If the emphasis is on cost reduction, then consider how social media can lower call center costs and/or cost per lead.  Best Buy’s Twelpforce has responded to 28,000 customer inquiries via Twitter, dramatically lowering cost per response vis-à-vis its call center.  A well-designed social media program can radically improve natural search results, which in turn will lower your cost per lead.

Get Serious about Metrics

Once your business goals are clear, establishing KPIs (key performance indices) and related social media benchmarks is a relatively simple task regardless of your business category.  To that point, one of the most interesting social media cases I’ve seen lately was about a Canadian supply chain management company named Kinaxis, a company that is so serious about metrics for success that they hired Forrester to guide their strategy while making the business case for social media.

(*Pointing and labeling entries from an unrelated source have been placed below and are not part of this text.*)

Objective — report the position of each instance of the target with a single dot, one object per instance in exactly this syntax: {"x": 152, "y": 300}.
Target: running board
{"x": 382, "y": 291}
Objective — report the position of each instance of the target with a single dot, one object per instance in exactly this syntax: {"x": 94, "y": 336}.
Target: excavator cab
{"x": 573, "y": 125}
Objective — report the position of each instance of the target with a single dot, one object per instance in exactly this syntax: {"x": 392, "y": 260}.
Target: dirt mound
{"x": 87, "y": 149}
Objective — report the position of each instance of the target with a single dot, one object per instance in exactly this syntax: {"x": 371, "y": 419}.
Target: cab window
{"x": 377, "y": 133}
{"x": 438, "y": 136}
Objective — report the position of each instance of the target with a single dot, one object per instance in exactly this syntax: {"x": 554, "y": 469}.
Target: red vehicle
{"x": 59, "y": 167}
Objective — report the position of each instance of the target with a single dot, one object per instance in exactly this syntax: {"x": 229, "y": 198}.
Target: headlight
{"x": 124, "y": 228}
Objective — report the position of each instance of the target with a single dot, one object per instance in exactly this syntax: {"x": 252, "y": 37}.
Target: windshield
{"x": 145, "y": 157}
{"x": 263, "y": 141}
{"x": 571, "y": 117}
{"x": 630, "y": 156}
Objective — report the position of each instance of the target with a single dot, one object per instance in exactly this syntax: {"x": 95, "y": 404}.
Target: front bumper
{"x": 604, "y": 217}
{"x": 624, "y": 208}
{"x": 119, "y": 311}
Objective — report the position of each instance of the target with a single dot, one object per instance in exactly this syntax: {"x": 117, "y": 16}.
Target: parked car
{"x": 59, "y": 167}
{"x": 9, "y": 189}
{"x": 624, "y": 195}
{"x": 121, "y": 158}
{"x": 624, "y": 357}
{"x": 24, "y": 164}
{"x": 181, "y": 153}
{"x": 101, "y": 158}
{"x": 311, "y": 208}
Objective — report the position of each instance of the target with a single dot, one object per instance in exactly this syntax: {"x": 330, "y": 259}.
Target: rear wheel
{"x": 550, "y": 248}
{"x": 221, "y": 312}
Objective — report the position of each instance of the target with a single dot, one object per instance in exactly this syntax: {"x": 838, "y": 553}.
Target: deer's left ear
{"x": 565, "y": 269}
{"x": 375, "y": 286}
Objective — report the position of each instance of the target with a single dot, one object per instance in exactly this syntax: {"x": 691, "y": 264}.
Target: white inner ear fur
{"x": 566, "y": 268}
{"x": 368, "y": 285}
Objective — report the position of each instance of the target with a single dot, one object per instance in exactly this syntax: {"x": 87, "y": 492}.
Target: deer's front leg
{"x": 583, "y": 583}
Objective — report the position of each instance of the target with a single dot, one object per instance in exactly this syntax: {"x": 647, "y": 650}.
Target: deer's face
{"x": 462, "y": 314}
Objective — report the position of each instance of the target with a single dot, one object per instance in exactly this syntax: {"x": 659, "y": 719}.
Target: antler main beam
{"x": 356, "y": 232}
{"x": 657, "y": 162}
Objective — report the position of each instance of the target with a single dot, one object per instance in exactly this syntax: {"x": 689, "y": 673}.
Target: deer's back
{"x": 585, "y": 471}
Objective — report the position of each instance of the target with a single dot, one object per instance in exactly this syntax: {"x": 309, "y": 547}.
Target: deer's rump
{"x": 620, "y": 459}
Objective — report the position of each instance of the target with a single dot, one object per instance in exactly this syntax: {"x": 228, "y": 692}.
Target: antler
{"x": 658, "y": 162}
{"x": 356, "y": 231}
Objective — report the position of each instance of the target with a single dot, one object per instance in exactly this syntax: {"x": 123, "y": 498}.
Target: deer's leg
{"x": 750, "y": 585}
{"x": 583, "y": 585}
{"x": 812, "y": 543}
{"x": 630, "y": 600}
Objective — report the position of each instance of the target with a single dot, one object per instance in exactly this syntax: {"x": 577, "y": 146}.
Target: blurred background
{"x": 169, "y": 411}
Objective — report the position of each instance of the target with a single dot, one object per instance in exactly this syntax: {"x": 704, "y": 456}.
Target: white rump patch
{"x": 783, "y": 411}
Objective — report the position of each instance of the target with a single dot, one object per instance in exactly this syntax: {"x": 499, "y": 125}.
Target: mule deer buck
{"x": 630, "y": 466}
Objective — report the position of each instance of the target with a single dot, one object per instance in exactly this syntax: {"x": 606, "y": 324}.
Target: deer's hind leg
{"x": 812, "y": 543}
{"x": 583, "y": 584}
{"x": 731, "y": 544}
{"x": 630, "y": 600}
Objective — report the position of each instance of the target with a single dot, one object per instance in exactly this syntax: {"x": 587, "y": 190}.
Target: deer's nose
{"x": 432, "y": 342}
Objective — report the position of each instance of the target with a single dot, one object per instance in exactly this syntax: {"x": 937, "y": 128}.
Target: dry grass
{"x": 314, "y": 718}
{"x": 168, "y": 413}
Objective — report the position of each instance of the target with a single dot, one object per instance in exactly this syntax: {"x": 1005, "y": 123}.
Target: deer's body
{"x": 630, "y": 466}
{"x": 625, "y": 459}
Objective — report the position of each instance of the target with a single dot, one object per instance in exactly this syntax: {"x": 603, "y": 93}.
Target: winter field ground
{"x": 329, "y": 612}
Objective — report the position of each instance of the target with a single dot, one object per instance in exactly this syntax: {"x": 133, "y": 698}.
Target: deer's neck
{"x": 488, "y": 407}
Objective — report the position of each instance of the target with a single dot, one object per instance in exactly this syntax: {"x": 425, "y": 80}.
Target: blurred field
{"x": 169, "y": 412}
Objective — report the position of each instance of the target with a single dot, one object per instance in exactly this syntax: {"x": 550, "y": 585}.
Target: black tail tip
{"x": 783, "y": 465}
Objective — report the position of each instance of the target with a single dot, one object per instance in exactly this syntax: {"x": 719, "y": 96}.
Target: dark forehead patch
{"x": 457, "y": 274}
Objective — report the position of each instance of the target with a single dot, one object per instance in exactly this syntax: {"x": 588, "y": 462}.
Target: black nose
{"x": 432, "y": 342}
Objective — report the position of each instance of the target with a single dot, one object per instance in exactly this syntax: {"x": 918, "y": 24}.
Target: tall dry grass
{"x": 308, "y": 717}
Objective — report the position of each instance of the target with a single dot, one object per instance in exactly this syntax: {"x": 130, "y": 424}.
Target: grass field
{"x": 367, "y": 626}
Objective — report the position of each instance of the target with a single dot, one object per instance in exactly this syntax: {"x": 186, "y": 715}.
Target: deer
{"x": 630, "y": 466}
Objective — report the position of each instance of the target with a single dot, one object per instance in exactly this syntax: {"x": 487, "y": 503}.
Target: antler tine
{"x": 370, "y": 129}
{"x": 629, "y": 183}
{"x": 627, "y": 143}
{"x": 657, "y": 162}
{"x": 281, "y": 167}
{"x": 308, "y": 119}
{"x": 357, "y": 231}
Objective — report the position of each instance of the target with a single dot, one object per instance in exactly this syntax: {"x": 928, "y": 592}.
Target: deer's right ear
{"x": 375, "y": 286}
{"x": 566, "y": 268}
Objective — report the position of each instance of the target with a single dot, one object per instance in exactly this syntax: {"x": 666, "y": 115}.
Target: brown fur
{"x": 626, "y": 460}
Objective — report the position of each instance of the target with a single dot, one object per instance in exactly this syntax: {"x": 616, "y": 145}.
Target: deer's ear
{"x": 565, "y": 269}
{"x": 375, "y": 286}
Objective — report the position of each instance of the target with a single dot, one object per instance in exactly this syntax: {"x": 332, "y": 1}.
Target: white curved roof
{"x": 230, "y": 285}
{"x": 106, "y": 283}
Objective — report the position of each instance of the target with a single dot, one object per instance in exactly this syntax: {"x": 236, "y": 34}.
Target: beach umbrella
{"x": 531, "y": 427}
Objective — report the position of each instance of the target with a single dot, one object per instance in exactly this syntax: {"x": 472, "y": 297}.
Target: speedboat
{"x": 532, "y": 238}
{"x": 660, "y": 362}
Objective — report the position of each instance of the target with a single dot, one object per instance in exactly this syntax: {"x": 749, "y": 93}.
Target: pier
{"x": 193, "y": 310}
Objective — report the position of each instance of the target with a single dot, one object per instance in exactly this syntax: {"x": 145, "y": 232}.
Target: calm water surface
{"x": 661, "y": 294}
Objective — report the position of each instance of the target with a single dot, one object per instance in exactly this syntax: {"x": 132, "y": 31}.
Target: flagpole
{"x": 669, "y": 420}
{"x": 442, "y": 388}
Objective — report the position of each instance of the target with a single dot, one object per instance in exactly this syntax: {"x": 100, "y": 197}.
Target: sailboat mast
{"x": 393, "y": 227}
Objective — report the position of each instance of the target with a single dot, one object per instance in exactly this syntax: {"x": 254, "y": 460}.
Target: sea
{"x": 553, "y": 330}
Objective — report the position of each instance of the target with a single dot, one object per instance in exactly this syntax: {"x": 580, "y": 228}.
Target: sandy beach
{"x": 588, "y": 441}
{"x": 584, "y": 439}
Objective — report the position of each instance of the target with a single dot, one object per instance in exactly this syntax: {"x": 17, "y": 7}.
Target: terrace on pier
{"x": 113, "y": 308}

In 2008, Kinaxis set out to engage the greater supply chain community with the hopes of increasing website traffic, driving sales leads, generating positive word of mouth all with the underlying goal of improving natural search results.  Using a multi-pronged online approach that included blogging, community building, video distribution and Twitter, Kinaxis was able to build and sustain an active community and triple their number of web-based sales leads to 42,000 in 2009.

Though I can’t do justice to the Kinaxis case here, suffice it to say that they monitored a wide range of metrics including page views, impressions, referrals, email open-rates, conversion rates, word of mouth mentions, and more, all of which went up dramatically due to a well planned and executed program of engagement.

Conduct a Social Media Audit

As I stated at the beginning of this diatribe, social media is far more complex than a traditional media channel in which a marketer can simply buy some time and push out a message.  Social media touches just about every aspect of your business from customer service to corporate compliance, lead generation to public relations, advertising to corporate social responsibility and then some.

As such, marketers would be smart to conduct a thorough social media audit internally or better yet with the help of outside experts who can take an impartial look at both the issues and the opportunities.  This audit requires the attention and participation of multiple department heads, since a well-conceived and well-executed program is inherently cross-disciplined, and turf wars must be avoided.

A thorough social media audit (see Renegade Social Media Audit slideshow here) examines the competitive environment, defines an overall strategy in the context of business goals, outlines tactical opportunities and identifies any organizational and cultural changes required to support implementation.  This highly disciplined approach will save countless hours of wheel spinning, helping to insure that your investment will be rewarded and you’ll be graduating to the next level of social media success.